Episode1
13 先客
授業を終え、昼休みになると日向は屋上に向かっていた。

教室は騒がしく、自分は好きではなかったが、屋上には他の生徒は来ないため、1番の気に行っている場所である。

今日も静かに1人で過ごせると思っていたが、屋上に出るドアを開けた瞬間にそれが間違っていることに気付かされた。

柵にもたれて葵と見たこともない、女子生徒が1人座って静かに弁当を食べていた。

葵が柵にもたれて立っていることには何も違和感を覚えることもなかったが、女子生徒は葵のことは見えておらず日向に気づくと静かに頭を下げるだけだった。

日向は、女子生徒に話しかけることもせずに少し離れて柵に座って弁当を食べ始める。
葵も女子生徒の前を隠れることもせずに通ると日向の隣に来るが、見えていないのか反応を示さないところを見ると改めてこの世のものでは無いことを実感できた。

しばらく沈黙が続いたが、女子生徒は弁当を食べ終わり、地面に置くと日向の方を向くと

「君って、同じクラスの渡邉日向くんだよね。君もここ好きなんだ。」

女子生徒に声をかけられると日向は、驚いたように顔を上げると相手を見つめる。
クラスの生徒に関心を向けたことが無いためというのもあったが、1度くらいは顔を見た事があるだろうとも考えたからだ。

「佐々木美玲って言います。
渡邉くんクラスに関心を示しているの見た事ないから私のことがわからなくても当然だよね。
まぁ、私もなるべく関わらないようにしてるからかもだけど。」

美玲と名乗った彼女を改めて見ると顔が整っており綺麗だとも思ったが、眼鏡の奥の瞳は暗かった。
自分が気づく前も教室にずっと居たであろう、葵の方を振り返ったが検討もつかないという顔をすると肩を竦めてまた指を回し始める。

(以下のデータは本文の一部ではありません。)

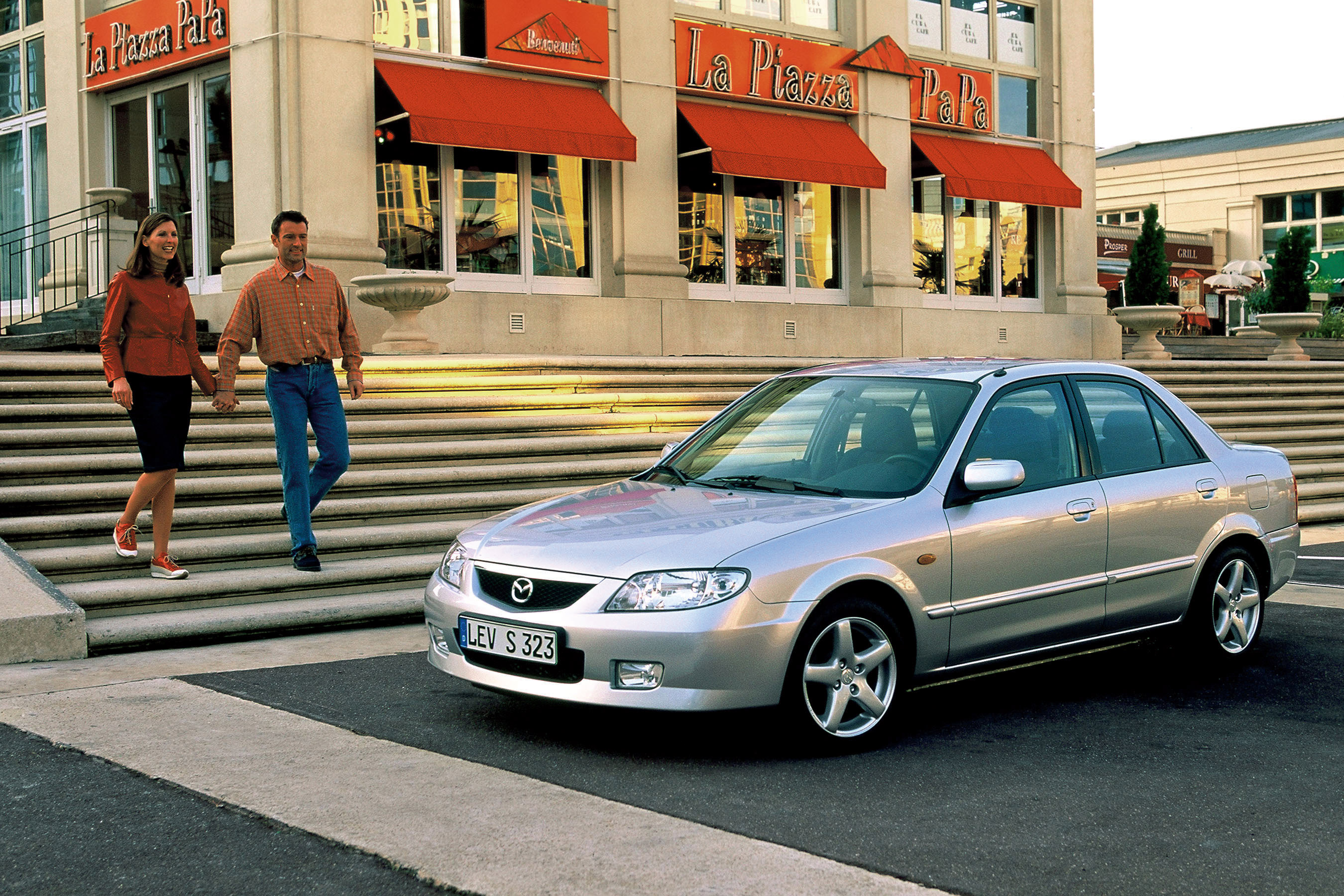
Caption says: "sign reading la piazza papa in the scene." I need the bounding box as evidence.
[83,0,228,90]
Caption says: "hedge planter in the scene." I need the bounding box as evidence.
[1113,305,1180,361]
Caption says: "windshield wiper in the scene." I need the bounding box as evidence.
[696,475,844,498]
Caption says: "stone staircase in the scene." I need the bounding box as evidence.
[0,353,1344,652]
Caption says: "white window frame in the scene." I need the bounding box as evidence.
[689,175,849,305]
[104,62,236,296]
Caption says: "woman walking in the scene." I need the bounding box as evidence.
[98,212,215,579]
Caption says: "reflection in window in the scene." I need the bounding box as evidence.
[374,0,438,52]
[910,177,948,296]
[999,0,1036,66]
[531,156,593,277]
[676,154,726,283]
[453,148,522,274]
[733,177,784,286]
[793,184,840,289]
[999,203,1037,298]
[907,0,942,50]
[948,0,989,59]
[999,75,1036,137]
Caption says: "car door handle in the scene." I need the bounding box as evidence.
[1064,498,1097,523]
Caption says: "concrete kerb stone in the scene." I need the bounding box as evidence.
[0,542,89,664]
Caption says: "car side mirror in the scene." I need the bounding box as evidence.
[961,461,1027,492]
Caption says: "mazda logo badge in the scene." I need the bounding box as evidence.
[508,579,532,603]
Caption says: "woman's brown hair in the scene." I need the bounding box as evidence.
[126,211,187,286]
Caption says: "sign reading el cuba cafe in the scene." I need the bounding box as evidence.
[83,0,228,90]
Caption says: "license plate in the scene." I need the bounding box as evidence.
[457,617,559,667]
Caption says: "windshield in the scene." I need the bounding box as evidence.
[652,376,976,497]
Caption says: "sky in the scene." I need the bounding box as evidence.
[1093,0,1344,146]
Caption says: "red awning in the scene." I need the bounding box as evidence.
[910,134,1083,208]
[374,59,634,161]
[676,102,887,190]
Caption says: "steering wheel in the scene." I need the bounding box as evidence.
[883,454,929,479]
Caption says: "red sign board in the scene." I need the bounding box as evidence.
[83,0,230,90]
[676,19,858,113]
[910,62,995,133]
[485,0,612,78]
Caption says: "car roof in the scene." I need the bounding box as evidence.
[785,357,1134,383]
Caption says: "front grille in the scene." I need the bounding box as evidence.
[476,568,593,610]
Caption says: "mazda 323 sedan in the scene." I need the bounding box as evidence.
[425,359,1298,743]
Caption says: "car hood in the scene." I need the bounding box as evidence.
[461,479,890,579]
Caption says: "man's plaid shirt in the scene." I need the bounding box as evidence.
[215,259,364,390]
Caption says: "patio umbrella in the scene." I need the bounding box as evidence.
[1223,258,1271,274]
[1204,274,1255,289]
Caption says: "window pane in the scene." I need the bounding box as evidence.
[999,203,1037,298]
[155,85,196,277]
[999,75,1036,137]
[789,0,836,31]
[952,196,995,296]
[966,383,1080,494]
[1146,395,1199,465]
[948,0,989,59]
[1078,381,1163,475]
[0,44,23,118]
[910,177,948,296]
[676,153,727,283]
[793,184,840,289]
[1321,190,1344,218]
[374,0,438,52]
[206,75,234,275]
[733,177,784,286]
[908,0,942,50]
[728,0,780,21]
[531,156,593,277]
[1293,194,1316,221]
[999,0,1036,66]
[28,38,39,112]
[112,97,149,222]
[453,148,522,274]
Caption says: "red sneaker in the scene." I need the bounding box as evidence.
[112,523,140,558]
[149,554,187,579]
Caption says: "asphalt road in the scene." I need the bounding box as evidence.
[186,603,1344,896]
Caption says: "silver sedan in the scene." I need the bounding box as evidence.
[425,359,1298,743]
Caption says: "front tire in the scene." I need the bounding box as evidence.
[784,598,907,748]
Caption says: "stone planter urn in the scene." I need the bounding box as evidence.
[1255,312,1321,361]
[349,271,453,354]
[1113,305,1180,361]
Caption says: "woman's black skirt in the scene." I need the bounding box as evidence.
[126,371,191,473]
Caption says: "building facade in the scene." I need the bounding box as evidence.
[42,0,1120,357]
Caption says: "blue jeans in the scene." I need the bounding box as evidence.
[266,361,349,554]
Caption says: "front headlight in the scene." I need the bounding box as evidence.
[438,539,466,591]
[603,569,751,610]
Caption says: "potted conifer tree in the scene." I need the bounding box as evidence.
[1113,204,1180,361]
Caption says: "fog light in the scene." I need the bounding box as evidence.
[616,660,663,690]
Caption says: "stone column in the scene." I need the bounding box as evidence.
[603,0,687,298]
[223,0,384,292]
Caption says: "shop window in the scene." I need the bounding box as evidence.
[906,0,942,50]
[910,177,1040,308]
[997,0,1036,67]
[948,0,989,59]
[110,67,234,293]
[999,75,1036,137]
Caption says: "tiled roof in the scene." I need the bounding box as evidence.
[1097,118,1344,168]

日向「よろしく、静かな場所が好き同士、仲良くできるといいね。」

日向は顔を合わせることも無く冷たく言い放つ。
美玲は、鋭い目付きで日向を見るが、直ぐに屋上から出ていった。

よほど静かな場所が好きなのだろうか、ただ一人でいたいのだろうか。

考えようとも、知ろうとも思わないのだけど。

■筆者メッセージ
佐々木美玲さんと日向の関係性をどうしようか迷います。

葵は日向のお家に居候させようかなと思っています。